To attract the new generation to the auto repair industry, Tradiebot is also involved in a collaborative research project with Deakin University that explores the use of virtual and augmented reality technologies to develop a new Industry 4.0 training and digital planning system for the automotive collision repair and service industry. A version of the VR simulator, which trains the users in auto body painting, has already received great interest from schools and educators.

Dimovski said Tradiebot plans to offer the simulation software as a downloadable version, so the schools can use it for their students that he hopes will create interest in the profession.

Let’s Collaborate

Dimovski is a strong believer in keeping his business open to new ideas and collaboration opportunities.

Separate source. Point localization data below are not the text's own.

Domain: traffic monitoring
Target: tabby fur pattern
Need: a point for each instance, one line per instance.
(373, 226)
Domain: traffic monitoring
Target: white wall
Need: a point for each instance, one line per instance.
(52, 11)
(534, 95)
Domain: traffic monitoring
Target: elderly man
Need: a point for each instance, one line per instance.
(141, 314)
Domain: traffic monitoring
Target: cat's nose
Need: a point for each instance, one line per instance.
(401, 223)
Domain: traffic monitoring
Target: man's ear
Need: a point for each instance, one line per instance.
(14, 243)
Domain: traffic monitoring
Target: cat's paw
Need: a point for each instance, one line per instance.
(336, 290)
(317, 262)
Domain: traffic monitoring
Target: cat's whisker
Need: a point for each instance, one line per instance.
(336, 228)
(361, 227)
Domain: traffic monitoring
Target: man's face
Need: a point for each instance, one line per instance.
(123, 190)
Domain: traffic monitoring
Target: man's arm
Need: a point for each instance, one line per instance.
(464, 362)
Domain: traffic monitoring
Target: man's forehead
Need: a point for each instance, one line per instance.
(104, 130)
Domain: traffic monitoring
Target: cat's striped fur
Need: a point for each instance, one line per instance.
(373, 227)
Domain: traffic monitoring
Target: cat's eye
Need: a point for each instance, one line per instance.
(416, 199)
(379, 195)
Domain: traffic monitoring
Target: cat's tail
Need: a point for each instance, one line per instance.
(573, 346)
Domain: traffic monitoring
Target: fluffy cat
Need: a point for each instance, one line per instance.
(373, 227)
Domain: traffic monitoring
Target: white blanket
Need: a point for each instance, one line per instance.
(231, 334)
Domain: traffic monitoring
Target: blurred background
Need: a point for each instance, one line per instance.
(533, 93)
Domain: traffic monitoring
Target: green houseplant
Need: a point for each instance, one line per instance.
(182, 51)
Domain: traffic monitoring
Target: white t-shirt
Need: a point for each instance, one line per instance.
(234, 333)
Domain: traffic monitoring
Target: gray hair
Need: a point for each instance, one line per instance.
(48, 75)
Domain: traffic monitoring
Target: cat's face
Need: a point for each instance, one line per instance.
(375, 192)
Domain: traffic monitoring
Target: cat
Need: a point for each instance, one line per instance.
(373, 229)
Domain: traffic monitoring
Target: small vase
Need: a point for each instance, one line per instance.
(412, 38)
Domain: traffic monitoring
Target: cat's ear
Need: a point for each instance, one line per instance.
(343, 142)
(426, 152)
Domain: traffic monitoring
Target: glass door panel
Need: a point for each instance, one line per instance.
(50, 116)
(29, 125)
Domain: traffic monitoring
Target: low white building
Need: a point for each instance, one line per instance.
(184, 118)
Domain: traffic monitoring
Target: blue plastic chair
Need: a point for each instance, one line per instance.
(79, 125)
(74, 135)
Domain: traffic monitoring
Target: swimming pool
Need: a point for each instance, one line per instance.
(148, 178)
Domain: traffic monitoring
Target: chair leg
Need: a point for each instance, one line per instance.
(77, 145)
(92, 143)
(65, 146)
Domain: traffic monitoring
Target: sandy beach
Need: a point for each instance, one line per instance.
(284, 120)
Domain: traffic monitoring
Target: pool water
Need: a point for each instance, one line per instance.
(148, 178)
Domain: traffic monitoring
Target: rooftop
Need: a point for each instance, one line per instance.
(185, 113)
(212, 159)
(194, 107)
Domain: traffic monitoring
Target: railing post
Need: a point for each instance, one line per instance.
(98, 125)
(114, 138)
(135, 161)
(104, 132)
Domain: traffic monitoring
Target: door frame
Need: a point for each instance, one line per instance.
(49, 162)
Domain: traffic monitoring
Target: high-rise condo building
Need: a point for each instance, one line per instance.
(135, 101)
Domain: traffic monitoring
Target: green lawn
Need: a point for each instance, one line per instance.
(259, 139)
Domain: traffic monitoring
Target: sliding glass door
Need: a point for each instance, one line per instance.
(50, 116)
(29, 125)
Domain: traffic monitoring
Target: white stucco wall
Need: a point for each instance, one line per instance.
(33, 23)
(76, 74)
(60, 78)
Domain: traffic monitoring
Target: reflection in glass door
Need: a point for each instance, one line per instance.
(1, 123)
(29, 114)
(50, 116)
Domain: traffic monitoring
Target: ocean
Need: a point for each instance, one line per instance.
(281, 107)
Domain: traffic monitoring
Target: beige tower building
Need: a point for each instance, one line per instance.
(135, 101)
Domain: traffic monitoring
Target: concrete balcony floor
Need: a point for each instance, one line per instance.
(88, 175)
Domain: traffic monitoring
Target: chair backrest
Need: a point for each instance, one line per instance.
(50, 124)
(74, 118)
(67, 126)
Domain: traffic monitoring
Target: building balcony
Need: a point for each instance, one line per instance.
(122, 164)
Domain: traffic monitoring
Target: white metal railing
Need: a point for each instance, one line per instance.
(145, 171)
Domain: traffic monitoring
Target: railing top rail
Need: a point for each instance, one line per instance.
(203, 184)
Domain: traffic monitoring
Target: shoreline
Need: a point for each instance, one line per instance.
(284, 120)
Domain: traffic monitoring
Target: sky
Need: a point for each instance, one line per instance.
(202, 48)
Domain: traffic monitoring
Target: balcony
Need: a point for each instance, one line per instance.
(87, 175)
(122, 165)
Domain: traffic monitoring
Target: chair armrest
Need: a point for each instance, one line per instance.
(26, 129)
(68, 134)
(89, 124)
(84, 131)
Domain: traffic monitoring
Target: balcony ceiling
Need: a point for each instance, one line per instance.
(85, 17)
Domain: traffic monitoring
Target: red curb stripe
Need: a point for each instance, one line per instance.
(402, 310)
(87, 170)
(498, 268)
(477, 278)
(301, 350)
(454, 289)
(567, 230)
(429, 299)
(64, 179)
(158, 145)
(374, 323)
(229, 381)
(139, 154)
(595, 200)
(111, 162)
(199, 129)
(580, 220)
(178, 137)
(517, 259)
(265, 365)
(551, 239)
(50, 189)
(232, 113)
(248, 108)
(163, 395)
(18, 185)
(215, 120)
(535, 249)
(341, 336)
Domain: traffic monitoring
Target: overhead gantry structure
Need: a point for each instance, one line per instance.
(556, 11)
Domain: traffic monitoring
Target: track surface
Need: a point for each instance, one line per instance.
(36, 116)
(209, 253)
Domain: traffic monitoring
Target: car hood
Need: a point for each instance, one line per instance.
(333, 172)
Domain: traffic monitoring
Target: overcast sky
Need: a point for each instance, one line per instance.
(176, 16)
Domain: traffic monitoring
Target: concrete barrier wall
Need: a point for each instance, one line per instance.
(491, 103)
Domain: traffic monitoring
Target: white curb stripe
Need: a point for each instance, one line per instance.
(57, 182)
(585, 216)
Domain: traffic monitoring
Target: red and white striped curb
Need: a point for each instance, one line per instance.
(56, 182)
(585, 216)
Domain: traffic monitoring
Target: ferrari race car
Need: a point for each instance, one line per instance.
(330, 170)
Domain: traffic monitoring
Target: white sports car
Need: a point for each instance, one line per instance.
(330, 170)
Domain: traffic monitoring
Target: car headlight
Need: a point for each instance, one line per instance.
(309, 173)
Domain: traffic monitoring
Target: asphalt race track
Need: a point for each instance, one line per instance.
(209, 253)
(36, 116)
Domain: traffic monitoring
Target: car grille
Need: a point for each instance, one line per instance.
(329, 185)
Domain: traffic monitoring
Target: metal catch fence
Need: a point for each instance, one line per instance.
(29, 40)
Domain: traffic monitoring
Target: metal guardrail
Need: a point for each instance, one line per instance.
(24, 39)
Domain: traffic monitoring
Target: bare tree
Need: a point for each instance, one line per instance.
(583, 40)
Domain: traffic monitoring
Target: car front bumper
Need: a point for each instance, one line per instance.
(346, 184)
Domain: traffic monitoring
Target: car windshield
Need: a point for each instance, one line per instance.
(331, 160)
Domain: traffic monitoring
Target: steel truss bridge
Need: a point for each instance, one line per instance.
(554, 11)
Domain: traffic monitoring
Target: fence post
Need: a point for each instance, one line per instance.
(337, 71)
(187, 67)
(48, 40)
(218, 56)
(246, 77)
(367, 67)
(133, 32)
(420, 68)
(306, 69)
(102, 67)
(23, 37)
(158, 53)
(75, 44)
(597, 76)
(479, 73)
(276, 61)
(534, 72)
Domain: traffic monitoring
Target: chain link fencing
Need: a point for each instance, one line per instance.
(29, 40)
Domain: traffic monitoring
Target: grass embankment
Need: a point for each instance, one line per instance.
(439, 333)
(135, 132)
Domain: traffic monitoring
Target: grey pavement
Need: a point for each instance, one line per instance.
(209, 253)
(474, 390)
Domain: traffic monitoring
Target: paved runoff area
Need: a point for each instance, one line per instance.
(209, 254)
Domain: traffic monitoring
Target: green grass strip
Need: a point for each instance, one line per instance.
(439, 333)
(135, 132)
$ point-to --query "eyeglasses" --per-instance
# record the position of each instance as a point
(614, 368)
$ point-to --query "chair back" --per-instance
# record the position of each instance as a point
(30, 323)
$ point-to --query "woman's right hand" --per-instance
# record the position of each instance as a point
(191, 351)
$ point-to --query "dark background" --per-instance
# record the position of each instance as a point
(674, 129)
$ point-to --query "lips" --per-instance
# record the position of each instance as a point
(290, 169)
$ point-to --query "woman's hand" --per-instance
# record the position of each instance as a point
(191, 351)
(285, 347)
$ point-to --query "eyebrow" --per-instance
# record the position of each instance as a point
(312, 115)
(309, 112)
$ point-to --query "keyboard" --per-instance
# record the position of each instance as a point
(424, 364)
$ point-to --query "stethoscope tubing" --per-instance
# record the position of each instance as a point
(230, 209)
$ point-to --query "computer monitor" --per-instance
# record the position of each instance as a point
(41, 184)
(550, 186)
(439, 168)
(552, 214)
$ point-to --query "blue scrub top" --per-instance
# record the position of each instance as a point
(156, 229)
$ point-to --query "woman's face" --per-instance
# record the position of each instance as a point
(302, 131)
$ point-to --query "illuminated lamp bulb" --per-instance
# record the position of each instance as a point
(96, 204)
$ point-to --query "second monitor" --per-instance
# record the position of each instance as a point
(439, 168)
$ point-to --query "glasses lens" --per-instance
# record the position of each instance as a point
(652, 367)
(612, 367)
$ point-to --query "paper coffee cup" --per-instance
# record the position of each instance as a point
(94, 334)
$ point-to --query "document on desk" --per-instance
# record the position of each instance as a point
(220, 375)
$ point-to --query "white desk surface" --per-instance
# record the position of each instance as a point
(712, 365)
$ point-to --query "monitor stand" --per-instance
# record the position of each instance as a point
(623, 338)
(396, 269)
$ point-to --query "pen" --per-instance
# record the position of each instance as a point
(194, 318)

“At Tradiebot, our strongest aspect is that we collaborate. We share and we are open. Many people ask us: why do you disclose so much? But that’s our motto. We have no problem saying this is what we are doing, because by sharing it, we also invite people to come forward and make new propositions.

“So far, it has worked to our favour. We are getting a lot of interest from all over the world and have some of the industry-leading companies as close collaborators and partners that we aim to work closely and transform the collision industry as we know it in the near future.

“Another exciting part about being transparent about our developments is the amount of interest we are receiving from other industries outside automotive,” Dimovski said.

Defence is one industry where Dimovski has already started the talks. “Defence is a sector we have been moving towards and exploring in recent times as we align our solutions with their needs. We have identified many similarities in what our solutions offer around automotive that fit the defence industry needs.

“Conversations have started with leading Australian companies in this space on how Tradiebot can offer
its services and technologies, with the assistance of AMGC, helping connect companies together,” he added.